Pub Date : 2024-11-01DOI: 10.1016/j.gsd.2024.101366
Jayabrabu Ramakrishnan , Rajan John , Dinesh Mavaluru , Ravula Sahithya Ravali , Karthik Srinivasan
Groundwater (GW) availability is at risk due to over-extraction, pollution, and climate change, despite their vital role in satisfying the world's freshwater needs. Decisions made using outdated, under-data-driven models for groundwater management are not always the best option. Traditional approaches often fail to tackle groundwater systems' intricacies and ever-changing nature, even if groundwater management has come a long way. Groundwater over-extraction, pollution, and depletion are consequences of ineffective monitoring, prediction, and management, which endangers environmental sustainability and water security.

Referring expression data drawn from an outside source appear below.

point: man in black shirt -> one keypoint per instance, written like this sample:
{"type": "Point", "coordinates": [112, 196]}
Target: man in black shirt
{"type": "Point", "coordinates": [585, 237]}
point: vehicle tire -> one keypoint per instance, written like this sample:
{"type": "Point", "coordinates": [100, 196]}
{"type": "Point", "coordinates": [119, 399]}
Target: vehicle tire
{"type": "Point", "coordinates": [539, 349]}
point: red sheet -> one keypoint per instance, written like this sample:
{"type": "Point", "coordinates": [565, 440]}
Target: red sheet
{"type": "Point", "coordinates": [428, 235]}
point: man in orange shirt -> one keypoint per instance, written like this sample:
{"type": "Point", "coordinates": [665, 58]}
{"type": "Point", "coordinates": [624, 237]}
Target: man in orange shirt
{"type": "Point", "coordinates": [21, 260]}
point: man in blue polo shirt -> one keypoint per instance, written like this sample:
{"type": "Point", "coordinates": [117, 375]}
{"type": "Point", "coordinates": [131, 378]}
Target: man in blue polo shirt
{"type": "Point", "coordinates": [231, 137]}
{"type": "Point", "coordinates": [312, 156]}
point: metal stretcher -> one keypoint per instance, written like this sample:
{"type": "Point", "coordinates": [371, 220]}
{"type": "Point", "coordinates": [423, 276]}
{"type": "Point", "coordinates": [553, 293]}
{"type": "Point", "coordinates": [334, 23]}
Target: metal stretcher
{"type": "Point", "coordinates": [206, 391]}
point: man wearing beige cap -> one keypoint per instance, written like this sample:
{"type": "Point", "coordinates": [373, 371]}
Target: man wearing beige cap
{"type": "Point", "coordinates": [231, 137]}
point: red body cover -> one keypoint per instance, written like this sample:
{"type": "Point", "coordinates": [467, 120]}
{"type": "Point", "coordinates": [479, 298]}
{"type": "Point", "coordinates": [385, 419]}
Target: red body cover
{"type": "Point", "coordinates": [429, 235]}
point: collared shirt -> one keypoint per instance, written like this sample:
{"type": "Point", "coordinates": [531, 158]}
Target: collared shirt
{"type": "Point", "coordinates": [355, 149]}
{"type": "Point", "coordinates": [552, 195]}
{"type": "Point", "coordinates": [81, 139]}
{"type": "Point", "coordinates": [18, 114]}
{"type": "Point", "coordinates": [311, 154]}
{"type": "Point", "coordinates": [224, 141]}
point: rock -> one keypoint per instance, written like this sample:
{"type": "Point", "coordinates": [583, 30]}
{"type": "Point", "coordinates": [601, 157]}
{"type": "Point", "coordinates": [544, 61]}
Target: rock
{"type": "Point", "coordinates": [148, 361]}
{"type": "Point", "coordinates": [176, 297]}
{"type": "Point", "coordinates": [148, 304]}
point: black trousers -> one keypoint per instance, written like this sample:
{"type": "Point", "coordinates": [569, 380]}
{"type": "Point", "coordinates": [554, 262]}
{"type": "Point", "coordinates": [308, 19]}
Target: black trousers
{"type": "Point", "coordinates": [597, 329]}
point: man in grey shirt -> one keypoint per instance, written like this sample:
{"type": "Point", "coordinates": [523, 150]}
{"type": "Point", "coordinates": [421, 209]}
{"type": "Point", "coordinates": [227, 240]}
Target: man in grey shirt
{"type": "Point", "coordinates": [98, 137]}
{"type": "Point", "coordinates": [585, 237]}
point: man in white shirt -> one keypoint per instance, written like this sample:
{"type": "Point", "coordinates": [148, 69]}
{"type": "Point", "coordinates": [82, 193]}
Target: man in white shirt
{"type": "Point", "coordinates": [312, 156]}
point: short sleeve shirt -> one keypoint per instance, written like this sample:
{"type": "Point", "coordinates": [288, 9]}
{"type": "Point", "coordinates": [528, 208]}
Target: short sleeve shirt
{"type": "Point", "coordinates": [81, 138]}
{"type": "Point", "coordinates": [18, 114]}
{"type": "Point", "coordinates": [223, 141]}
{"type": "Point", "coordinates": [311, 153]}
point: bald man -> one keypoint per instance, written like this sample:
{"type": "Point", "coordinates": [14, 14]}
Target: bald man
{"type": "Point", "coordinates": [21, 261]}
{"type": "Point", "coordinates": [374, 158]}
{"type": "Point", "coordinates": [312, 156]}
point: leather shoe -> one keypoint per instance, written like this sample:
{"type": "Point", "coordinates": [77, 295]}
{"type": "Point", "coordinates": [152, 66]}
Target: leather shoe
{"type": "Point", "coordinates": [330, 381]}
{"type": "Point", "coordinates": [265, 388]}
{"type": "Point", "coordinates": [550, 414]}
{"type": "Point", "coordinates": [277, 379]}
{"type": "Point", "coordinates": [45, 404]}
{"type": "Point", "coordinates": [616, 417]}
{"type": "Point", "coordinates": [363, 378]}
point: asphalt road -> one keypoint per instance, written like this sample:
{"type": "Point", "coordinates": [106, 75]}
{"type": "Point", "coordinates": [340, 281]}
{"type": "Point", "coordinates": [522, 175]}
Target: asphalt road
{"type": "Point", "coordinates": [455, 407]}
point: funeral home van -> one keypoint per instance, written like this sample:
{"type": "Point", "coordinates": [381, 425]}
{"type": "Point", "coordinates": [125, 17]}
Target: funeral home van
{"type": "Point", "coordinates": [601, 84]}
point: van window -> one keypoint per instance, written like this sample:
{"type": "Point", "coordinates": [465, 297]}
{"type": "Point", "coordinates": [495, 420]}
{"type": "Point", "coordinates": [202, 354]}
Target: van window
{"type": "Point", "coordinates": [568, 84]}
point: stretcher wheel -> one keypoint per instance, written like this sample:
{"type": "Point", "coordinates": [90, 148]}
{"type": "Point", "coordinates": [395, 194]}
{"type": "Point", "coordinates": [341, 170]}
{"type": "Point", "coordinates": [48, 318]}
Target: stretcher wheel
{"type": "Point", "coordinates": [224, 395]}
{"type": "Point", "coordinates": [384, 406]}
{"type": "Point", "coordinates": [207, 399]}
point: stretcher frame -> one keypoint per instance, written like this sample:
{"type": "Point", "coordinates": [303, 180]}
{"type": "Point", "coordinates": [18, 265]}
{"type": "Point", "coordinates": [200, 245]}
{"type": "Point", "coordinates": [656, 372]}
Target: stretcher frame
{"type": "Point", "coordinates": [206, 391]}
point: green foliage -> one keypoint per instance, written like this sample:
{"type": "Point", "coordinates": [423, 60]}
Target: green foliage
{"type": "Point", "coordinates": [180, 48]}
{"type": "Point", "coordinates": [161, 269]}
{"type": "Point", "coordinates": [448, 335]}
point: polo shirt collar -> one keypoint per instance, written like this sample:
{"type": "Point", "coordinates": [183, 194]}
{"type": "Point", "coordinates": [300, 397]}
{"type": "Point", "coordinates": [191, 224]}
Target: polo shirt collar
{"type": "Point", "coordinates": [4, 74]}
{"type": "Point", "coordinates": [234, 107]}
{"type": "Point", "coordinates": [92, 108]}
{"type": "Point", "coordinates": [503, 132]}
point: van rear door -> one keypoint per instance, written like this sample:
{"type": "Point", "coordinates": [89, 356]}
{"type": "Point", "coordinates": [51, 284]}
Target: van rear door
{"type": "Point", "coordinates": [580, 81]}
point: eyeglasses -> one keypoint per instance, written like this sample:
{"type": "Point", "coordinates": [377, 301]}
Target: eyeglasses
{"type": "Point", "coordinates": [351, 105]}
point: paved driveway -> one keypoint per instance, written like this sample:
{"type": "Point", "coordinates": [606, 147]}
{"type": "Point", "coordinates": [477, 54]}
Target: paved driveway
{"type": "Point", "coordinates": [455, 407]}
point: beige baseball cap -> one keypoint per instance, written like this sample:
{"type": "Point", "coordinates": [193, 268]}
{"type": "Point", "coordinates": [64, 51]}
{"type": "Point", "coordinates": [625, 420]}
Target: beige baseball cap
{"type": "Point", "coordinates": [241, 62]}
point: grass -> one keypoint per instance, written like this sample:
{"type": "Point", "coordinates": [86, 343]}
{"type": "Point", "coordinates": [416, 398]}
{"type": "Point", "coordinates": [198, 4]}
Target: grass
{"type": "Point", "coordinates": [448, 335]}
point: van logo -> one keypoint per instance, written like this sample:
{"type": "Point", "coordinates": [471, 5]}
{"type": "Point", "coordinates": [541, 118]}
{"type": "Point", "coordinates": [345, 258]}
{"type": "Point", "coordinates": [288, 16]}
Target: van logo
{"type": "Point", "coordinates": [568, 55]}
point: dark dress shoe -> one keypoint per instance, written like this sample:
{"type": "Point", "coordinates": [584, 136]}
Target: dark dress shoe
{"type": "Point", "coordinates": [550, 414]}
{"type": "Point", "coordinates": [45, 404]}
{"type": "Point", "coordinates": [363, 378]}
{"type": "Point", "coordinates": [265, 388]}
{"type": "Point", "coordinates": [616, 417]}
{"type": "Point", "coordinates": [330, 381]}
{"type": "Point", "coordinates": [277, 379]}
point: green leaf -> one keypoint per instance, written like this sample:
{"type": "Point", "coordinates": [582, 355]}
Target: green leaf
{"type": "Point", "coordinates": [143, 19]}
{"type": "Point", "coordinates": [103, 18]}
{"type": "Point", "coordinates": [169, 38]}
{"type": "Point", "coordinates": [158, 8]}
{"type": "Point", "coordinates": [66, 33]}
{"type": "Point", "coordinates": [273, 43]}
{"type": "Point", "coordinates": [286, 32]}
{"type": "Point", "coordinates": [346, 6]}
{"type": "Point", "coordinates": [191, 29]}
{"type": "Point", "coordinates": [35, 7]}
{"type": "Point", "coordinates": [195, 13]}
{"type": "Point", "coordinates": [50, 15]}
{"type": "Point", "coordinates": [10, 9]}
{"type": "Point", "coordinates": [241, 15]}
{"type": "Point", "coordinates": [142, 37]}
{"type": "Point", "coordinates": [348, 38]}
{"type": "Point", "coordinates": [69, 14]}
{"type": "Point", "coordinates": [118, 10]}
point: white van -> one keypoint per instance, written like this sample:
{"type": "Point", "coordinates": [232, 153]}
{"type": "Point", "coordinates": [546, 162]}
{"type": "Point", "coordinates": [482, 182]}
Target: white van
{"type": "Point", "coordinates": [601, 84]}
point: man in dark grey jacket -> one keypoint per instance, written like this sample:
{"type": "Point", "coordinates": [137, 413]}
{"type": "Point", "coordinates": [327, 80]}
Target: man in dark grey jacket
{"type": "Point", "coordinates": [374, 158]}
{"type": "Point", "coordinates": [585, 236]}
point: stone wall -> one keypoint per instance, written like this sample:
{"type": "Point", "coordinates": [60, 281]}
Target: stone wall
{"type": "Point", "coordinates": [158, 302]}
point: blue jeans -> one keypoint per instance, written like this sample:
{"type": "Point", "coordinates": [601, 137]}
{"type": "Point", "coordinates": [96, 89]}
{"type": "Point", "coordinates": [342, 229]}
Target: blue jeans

The rising problems of Sustainable Groundwater Management (SGM) and development in the context of global freshwater demand and climate change were addressed in this study. A revolutionary technique for predicting models and the Water Quality Assessment (WQA) by employing the potential of Deep Learning (DL), a type of Artificial Intelligence (AI). Then, the limitations faced by the existing Groundwater Management methods (GM) in predicting the Variations in the GW levels were identified, and it also predicted the quick detection of the WQ (Water Quality) deterioration. The application of DL algorithms offers precise prediction and early detection, and this study also aims to fill the gaps by executing DL on past and present data. By addressing the drawbacks of these traditional methods, Pattern Recognition (PR) and analysis in the DL can revolutionize these procedures. For predicting the modelling of GW levels, the Convolutional Neural Networks (CNN), Recurrent Neural Networks (RNN), and particularly Long Short Term Memory (LSTM) networks are employed in this study.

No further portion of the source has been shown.